Written by the remarkable Kamlabai Ogale and first published in the mid-1900s, Ruchira has journeyed through generations of Maharashtrian households the way certain recipes do — not written down so much as absorbed, becoming part of who you are. It has been gifted to brides as part of their trousseau, passed from mother to daughter like a quiet act of inheritance. My own mother received her copy that very way — a gift from her mother, tucked into the folds of her new married life as if to say, you will need this, and it will never let you down.

I remember, as a little girl, watching my mother on her weekly day off — that one precious island of rest in an otherwise busy week — bent over the kitchen stove with Ruchira propped open beside her, making sweets with a focus and a tenderness that felt almost ceremonial. The book was already worn at the spine by then, its pages soft with use. It did not merely contain recipes.
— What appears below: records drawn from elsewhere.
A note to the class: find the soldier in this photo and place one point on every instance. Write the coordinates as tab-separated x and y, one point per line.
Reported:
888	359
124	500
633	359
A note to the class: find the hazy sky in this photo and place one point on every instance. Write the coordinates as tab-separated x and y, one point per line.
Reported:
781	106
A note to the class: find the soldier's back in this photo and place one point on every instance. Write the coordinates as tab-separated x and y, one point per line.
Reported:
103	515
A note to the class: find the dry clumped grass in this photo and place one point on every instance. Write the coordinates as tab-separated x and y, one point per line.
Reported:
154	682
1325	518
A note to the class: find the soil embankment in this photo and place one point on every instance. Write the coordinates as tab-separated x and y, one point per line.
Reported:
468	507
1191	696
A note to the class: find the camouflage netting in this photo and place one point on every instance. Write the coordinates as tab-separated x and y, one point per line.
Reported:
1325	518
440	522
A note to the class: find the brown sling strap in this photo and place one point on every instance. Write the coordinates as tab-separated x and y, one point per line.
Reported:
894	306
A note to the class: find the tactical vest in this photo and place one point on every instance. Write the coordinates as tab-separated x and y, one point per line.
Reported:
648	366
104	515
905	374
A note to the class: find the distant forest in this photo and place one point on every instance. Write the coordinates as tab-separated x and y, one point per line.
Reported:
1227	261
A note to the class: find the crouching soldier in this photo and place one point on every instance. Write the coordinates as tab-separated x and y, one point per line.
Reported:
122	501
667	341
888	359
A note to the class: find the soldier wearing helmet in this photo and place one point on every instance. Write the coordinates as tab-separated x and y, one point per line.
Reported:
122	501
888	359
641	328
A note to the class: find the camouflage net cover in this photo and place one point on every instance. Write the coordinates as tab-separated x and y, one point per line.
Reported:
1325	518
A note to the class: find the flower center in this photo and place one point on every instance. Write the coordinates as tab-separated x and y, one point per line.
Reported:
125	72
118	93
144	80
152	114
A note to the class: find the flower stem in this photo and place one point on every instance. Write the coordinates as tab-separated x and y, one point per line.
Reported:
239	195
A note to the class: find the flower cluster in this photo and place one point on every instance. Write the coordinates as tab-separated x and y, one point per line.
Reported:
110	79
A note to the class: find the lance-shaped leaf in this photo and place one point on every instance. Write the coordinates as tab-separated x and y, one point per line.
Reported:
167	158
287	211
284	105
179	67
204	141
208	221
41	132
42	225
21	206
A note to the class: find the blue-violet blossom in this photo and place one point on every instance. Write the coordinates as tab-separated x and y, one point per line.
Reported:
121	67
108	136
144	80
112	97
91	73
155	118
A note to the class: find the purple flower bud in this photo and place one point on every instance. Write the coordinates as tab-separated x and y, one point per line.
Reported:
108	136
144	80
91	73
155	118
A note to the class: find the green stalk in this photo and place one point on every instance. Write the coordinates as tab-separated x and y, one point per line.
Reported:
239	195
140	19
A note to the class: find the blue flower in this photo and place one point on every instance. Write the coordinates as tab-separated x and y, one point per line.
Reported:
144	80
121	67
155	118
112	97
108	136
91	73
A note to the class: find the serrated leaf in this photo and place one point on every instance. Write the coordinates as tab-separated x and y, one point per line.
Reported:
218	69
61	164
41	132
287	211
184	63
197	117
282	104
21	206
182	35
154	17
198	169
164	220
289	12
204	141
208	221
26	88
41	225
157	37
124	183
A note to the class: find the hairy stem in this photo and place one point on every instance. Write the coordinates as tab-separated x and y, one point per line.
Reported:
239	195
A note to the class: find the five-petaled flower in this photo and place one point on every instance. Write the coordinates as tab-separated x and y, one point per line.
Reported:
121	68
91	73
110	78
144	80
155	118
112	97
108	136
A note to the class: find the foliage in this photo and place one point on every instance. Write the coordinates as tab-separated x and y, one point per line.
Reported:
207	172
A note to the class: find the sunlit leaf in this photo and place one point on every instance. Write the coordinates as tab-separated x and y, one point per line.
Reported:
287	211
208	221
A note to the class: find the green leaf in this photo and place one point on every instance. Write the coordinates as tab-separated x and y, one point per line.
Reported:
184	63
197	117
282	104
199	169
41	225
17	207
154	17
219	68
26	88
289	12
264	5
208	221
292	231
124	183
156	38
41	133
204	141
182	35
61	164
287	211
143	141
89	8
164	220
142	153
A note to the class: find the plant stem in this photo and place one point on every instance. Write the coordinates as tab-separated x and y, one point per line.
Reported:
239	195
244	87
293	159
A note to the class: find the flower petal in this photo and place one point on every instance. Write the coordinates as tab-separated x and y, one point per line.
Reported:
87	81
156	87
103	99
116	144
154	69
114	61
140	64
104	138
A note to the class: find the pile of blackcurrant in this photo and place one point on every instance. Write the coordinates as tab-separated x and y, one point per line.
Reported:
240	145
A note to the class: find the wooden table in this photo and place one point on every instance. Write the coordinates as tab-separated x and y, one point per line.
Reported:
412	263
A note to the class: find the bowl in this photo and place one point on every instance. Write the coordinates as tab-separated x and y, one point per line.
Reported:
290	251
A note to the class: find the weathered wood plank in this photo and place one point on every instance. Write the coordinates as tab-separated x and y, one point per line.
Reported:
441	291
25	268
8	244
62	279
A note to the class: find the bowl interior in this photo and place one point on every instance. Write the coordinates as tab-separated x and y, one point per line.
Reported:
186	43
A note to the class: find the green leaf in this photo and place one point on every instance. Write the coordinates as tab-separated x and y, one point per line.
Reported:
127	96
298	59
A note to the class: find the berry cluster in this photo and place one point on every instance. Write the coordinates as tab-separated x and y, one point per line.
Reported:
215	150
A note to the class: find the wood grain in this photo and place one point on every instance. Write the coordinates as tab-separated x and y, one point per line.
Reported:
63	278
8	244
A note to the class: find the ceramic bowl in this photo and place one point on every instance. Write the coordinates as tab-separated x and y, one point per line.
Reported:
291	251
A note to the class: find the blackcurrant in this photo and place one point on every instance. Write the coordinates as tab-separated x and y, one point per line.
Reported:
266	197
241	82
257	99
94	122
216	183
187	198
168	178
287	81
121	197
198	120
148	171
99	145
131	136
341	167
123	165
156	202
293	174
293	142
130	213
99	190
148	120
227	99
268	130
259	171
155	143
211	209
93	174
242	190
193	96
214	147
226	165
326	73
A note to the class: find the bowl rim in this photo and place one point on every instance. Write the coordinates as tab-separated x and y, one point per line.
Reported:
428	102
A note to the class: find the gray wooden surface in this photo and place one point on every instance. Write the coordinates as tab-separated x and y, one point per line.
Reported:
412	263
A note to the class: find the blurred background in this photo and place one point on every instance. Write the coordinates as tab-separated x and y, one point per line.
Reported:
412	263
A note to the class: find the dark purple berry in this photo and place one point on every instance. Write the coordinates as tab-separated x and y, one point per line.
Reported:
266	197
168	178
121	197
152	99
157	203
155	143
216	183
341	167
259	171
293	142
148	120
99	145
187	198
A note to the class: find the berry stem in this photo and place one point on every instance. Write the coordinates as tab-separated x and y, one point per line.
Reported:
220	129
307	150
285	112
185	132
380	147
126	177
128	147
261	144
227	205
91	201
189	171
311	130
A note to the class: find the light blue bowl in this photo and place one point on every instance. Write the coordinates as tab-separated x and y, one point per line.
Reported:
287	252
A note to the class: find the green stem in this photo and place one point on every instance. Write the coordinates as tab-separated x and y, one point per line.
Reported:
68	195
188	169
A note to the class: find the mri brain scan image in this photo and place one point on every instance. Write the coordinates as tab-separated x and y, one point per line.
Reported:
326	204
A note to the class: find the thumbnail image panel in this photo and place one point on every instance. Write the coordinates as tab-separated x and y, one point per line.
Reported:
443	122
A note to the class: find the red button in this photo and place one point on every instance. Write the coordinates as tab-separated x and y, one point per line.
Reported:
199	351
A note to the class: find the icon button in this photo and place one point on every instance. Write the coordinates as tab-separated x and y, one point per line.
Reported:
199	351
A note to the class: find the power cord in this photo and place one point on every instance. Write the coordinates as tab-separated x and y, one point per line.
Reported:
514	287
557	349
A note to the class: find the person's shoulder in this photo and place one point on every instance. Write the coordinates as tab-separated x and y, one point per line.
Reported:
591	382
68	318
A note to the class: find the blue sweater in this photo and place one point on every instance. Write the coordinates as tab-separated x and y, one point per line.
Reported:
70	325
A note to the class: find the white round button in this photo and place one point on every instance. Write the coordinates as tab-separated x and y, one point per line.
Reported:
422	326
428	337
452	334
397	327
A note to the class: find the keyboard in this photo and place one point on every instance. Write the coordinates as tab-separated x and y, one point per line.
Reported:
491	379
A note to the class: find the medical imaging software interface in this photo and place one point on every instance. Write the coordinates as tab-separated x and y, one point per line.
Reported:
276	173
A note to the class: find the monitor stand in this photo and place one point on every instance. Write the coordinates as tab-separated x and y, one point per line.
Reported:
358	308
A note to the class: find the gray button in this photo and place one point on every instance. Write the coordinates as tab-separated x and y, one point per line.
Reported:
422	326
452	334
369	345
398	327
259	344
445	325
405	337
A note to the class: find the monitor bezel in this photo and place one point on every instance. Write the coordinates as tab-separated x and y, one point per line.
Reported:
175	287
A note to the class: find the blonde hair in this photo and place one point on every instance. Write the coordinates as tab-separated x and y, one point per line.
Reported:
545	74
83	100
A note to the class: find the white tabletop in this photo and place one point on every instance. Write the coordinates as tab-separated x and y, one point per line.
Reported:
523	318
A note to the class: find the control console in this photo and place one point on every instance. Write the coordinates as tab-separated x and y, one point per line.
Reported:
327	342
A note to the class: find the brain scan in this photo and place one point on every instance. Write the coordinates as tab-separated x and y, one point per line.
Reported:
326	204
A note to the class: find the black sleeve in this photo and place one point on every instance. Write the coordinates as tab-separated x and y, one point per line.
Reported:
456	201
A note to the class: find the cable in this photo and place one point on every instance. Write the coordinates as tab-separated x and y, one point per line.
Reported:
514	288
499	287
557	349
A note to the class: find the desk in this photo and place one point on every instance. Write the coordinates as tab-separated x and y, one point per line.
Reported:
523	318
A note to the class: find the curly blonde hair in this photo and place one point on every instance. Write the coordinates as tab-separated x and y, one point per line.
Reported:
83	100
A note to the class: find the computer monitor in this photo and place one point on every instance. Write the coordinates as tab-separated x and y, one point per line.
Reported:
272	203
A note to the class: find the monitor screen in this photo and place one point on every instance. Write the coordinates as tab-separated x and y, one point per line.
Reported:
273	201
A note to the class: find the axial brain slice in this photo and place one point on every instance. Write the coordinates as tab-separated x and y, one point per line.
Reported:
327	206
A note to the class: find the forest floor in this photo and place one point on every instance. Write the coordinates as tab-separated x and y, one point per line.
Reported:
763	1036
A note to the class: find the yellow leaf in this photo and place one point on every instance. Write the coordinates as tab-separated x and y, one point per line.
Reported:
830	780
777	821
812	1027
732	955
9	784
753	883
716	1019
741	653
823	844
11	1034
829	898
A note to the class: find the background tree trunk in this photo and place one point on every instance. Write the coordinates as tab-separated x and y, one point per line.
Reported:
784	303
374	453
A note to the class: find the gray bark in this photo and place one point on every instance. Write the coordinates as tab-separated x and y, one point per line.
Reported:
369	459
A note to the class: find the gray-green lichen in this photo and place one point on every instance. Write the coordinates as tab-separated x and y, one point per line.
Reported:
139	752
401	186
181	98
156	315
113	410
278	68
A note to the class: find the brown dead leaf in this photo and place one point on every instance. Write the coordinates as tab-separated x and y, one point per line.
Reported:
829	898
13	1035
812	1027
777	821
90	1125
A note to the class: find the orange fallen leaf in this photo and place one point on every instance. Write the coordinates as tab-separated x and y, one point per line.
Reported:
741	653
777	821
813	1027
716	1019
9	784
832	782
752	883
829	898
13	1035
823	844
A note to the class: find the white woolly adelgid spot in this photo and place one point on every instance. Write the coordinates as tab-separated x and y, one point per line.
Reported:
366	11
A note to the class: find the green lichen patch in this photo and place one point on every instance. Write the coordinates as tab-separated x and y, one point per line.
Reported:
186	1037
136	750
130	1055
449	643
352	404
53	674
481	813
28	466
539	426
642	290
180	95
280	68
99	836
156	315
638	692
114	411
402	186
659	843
It held the logic of an entire culinary world.

And so, faced with my dudhi and my desire for something new, I did what generations of Maharashtrian women have done before me: I turned to the old faithful.

Ruchira guided me to a dudhi-moong dal sabji — a dish that paired the gentle, cooling sweetness of bottle gourd with the earthiness of split green lentils, seasoned with a tempering of mustard seeds, curry leaves, and the kind of careful spicing that makes simple food feel deeply nourishing. It was exactly what a nippy evening in Manchester needed. My family ate it with rice, and for a little while, the grey outside the window ceased to matter.

Life in the UK is full of small rituals we have built to keep home alive. There is the crackle of Hindi film music playing on a Sunday morning, filling the kitchen with the golden age of Bollywood. There is the drive to Southall — that magnificent, chaotic, wonderful stretch of West London — for a plate of chaat so good it makes you close your eyes. There is Balaji Temple in Birmingham, where stepping through the doors feels like stepping across a continent. These are the anchors we cast to stop ourselves from drifting too far from who we are.

And then there is Ruchira.

It has been over thirty years since I last had a grandmother to call — that instinctive, irreplaceable recourse of every cook who has ever stood helplessly over a pot, phone in hand, dialling the one person who would know. But Kamlabai Ogale, with her quiet mastery and her gift for making the everyday sacred, has filled that silence. She is the grandmother not just of one household, but of countless Maharashtrian women scattered across the world — in Manchester, in Melbourne, in Toronto — who open her book not just for a recipe, but for comfort. For continuity. For the feeling of hands older and wiser than their own, guiding them gently back to where they belong.